Worth noting: it's observational, and cardio still carried the bigger signal. Doing both beat either alone.
How many minutes a week are you actually getting?
"The first human just received a reverse-aging drug." That headline is everywhere today. Here is what actually happened.
A Phase 1 safety trial dosed its first patient. The therapy (ER-100) is injected into one eye, to treat glaucoma. Fewer than 18 people.
It's a real milestone. It is not whole-body age reversal, and the main known risk is tumors.
What would actually convince you aging had been reversed?
@LORWEN108 The cortisol-brain link is real, but “brain fog = cortisol” is monocausal. Brain fog is a symptom with many causes: thyroid, anemia, B12, sleep, depression, meds, long COVID. Calling it cortisol and prescribing 7 habits can mean missing a treatable cause.
@coookwithchris Overprescribed? Often. But “makes GERD worse” is backwards: GERD is a mechanical valve problem, and acid is what burns the esophagus, so PPIs heal it.

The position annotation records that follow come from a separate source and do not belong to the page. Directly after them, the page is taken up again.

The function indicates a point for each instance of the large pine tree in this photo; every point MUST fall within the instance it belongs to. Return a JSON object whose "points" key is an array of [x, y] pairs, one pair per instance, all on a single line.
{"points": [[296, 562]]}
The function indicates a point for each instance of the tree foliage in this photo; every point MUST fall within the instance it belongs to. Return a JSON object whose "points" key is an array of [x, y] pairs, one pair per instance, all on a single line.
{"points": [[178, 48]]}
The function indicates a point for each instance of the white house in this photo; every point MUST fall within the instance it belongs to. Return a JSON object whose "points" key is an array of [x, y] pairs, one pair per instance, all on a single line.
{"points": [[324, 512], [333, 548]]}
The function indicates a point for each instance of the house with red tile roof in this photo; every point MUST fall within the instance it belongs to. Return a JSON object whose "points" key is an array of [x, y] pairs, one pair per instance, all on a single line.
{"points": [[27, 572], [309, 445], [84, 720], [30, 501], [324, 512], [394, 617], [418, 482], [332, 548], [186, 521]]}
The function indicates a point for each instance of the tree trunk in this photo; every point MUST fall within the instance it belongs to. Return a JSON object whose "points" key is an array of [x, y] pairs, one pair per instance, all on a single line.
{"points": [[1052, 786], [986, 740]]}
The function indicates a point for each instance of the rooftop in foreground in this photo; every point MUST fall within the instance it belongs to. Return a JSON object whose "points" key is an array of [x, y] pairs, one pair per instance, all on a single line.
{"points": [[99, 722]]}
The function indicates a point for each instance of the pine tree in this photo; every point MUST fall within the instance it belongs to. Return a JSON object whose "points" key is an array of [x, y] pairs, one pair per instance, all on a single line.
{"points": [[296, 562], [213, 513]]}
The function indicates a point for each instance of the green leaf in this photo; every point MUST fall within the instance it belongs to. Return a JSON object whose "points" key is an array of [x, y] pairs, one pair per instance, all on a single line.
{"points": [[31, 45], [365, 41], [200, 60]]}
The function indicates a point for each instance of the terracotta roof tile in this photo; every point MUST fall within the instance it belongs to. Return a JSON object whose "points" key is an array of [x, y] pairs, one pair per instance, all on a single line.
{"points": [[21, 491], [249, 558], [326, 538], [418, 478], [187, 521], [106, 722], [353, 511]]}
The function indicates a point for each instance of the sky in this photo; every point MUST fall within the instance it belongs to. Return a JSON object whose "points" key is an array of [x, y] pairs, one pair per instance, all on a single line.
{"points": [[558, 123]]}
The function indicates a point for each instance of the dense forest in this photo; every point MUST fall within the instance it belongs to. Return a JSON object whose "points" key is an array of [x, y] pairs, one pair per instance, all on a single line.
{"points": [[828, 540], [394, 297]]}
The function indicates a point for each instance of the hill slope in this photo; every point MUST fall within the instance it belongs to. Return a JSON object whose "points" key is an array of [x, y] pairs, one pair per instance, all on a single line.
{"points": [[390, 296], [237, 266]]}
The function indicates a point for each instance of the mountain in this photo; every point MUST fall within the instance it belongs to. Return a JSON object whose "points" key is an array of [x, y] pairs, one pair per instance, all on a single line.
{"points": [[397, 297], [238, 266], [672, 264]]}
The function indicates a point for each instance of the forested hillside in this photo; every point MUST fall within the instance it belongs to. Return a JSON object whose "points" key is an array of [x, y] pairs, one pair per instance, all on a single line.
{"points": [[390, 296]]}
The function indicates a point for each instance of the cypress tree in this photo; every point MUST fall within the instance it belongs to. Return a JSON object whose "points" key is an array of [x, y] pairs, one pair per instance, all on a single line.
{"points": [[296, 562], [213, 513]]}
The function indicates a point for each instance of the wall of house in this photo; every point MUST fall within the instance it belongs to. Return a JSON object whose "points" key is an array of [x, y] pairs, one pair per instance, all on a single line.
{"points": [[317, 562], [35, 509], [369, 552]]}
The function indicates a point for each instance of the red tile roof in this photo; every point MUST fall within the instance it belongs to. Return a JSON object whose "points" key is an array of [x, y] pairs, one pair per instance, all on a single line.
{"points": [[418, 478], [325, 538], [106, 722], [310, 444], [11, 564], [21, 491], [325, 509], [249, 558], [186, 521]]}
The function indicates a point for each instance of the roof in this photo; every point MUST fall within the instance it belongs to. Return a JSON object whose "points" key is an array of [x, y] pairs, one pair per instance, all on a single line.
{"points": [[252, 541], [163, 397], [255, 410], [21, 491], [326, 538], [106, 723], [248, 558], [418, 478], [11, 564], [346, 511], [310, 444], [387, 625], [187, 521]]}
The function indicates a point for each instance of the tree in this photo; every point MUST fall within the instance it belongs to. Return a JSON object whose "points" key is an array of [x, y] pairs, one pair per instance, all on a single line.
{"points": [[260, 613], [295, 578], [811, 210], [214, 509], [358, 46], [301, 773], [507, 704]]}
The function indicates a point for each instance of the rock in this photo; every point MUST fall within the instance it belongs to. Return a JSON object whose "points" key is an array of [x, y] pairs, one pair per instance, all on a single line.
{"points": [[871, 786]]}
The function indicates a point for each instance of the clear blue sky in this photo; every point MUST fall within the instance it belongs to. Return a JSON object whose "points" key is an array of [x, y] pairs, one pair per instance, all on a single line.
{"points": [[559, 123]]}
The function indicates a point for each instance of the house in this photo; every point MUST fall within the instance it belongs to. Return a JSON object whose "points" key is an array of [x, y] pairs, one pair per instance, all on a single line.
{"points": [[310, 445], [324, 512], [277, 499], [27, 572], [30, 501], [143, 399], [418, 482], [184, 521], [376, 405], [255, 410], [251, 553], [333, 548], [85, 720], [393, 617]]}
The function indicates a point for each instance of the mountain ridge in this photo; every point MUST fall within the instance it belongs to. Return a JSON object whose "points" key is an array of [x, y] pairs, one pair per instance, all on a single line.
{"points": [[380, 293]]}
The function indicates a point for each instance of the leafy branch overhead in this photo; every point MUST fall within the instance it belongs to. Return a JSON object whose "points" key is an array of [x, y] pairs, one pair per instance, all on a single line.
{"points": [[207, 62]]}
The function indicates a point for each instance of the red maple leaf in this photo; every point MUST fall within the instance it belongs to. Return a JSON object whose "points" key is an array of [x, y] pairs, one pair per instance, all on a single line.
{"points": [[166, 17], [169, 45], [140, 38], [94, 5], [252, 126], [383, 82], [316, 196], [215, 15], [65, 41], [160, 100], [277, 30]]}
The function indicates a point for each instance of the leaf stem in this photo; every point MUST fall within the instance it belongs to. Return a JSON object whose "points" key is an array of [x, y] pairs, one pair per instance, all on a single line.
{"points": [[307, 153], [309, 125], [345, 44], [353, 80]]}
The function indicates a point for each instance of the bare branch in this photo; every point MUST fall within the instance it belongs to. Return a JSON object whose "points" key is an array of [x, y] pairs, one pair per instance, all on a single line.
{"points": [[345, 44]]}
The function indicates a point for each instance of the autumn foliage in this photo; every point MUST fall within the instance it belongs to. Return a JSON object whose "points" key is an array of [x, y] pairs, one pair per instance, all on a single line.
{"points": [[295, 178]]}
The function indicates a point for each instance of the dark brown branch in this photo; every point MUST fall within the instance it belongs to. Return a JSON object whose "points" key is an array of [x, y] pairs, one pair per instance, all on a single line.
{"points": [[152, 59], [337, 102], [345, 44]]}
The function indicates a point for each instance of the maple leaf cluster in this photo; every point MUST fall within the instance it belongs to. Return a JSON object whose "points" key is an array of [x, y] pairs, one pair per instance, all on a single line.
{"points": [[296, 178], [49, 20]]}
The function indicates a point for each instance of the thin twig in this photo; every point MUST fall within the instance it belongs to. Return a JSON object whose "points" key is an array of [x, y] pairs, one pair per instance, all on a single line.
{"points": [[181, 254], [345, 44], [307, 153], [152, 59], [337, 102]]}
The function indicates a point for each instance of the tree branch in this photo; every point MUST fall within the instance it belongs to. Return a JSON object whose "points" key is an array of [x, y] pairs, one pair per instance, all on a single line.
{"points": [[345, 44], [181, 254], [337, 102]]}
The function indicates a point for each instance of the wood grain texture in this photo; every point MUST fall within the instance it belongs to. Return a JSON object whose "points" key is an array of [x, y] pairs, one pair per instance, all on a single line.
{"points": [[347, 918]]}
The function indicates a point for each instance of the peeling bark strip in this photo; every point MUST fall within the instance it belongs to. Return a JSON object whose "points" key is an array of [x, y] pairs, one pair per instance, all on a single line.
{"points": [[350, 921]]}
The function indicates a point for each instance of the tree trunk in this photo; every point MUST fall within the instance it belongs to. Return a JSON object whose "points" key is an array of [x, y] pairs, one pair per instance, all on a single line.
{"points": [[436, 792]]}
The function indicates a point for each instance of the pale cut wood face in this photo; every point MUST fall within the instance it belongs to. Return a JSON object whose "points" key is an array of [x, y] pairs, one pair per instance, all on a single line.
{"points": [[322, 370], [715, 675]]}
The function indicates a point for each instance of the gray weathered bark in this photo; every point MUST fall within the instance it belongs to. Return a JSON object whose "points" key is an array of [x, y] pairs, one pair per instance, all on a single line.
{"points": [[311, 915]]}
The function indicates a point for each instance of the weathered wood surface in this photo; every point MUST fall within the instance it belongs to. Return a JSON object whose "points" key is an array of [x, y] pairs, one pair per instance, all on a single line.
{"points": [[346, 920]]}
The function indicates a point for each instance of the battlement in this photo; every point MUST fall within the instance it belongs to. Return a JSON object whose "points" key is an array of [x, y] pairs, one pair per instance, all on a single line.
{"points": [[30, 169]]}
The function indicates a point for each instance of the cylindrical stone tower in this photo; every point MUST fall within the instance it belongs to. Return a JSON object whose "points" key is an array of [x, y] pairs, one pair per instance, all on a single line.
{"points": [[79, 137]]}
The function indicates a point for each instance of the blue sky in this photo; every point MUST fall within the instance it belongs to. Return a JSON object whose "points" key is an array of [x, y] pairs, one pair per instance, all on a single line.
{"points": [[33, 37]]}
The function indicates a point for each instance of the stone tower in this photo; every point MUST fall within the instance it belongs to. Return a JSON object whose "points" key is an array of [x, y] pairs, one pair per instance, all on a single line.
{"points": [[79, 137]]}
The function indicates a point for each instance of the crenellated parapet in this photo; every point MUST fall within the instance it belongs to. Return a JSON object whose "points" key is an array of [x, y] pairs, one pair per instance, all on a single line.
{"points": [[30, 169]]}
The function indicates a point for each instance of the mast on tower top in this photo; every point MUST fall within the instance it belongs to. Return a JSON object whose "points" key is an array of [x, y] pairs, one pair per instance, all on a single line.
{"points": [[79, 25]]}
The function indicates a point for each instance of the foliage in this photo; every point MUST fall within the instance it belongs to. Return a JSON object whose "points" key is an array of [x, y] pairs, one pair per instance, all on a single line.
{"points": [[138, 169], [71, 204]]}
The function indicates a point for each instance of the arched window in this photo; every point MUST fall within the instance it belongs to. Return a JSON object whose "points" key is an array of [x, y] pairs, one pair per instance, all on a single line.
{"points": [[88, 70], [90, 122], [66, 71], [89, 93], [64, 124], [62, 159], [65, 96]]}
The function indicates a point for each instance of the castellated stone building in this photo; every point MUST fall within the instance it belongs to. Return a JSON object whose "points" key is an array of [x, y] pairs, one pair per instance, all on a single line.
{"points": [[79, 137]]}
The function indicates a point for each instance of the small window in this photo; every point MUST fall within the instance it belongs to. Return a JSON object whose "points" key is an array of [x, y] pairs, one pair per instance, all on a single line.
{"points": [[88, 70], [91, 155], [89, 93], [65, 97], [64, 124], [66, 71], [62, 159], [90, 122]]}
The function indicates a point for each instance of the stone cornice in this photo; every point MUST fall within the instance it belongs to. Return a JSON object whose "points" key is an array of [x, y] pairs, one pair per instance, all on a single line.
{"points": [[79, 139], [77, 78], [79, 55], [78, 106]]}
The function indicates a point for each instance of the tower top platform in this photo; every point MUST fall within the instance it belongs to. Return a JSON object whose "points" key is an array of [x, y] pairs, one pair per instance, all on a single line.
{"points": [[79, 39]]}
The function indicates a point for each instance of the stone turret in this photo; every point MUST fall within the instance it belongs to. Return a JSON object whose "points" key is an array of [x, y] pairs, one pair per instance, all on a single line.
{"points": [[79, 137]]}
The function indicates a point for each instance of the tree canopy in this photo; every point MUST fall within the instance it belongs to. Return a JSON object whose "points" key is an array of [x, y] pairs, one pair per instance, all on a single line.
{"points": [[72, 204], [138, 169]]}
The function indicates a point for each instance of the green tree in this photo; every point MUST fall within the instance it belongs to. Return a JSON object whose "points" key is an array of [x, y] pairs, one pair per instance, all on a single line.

The worsening you mean is rebound acid after you stop, a withdrawal effect, not the drug itself. “Most damaging med” is false.
@celestialbe1ng The calm is real, but the mechanism isn’t CO2. Cold on the face triggers the dive reflex: trigeminal nerve to vagus to bradycardia. The breath-hold helps trigger it, but rising CO2 is the air-hunger signal (it’s used to induce panic in studies), not a stress reducer.
@Outdoctrination First half is right. But the second half is a category error: you don’t activate a nerve by eating its neurotransmitter’s precursor. Choline, Alpha-GPC and nicotine don’t “activate” your vagus. The things that do are on your list: slow breathing and humming. Grounding isn’t.
@BarbaraOneillAU Curcumin, turmeric’s active part, is barely absorbed. Its systemic bioavailability is close to zero and what little gets in is excreted fast (that’s why supplements add black pepper). A drink that “detoxes, prevents arthritis, AND cuts cancer” is a horoscope, not medicine.
@thegarybrecka Mold can genuinely harm you. Allergies, asthma, high-dose poisoning, all real. But his own citation gives it away: T-2 and DON are food-grain mycotoxins, the stuff that poisons you from eating moldy cereal at toxic doses, not your apartment air.
@Outdoctrination That’s carotid IMT, artery-wall thickness, a surrogate marker, not heart attacks or deaths. A small change in it isn’t “reduces plaque.” And the weight of evidence cuts the other way: Cochrane and large RCTs find vitamin C and B-vitamin supplements don’t lower cardiac events.
@PirjakD@Outdoctrination Yeah, basically. A vitamin C tab raises plasma ascorbate just as well, the study’s whole point was that it’s your vitamin C level driving the skin change, not the kiwi. Whole fruit gives you fiber and other compounds too, but for topping up a low level, a tab does the job.